They are the Florence Nightingales of their families, who work silently, and cheerfully looking after their loved ones who may be old, or suffer from chronic illnesses, disabilities, mental illness, or the degenerative dementia.

While there is no day designated for Caregivers in India, the accolades and recognition for them come from their doctors, families and friends. "You are an angel," said the doctor to Nalini Kamath (name changed), every time he visited her home to check on Nalini’s older sister (88 years) and her 86-year old brother-in-law. Nalini, today in her mid-80s, has single-handedly looked after her loved ones for the past ten years.

"Every day needs to be Caregivers Day," remarks Gary E. Barg, CEO, Editor-In-Chief, Caregiver Media Group.

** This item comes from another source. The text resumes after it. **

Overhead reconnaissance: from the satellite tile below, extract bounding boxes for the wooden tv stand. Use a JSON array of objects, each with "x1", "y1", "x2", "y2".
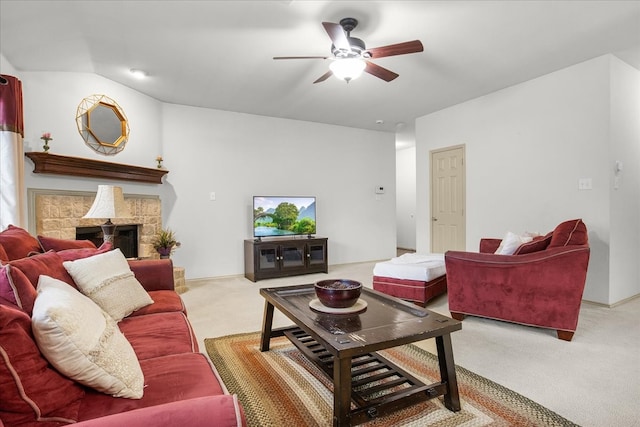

Says Dr. Mathew Varghese, Professor of Psychiatry, Consultant in Adult Geriatric Psychiatry & Family Therapy at NIMHANS, "Across the globe, the principal caregiver is generally a woman, and most frequently a spouse or a child. People in need of care generally prefer to remain in their own home environments."

Care giving of the elderly, especially with dementia, requires tonnes of physical and emotional energy.Unlike other diseases, dementia affects not only the patients, but can devastate the families as well.

Dr. Varghese was associated with a study on care arrangements for people with dementia in developing countries for which 706 persons with dementia, and their caregivers were interviewed. "The study indicated that most caregivers who lived in larger extended family households were associated with lower caregiver strain. However, levels of caregiver strain were at least as high as in the developed world. Many had cut back on work to care, and faced the additional expense of paid carers and health services."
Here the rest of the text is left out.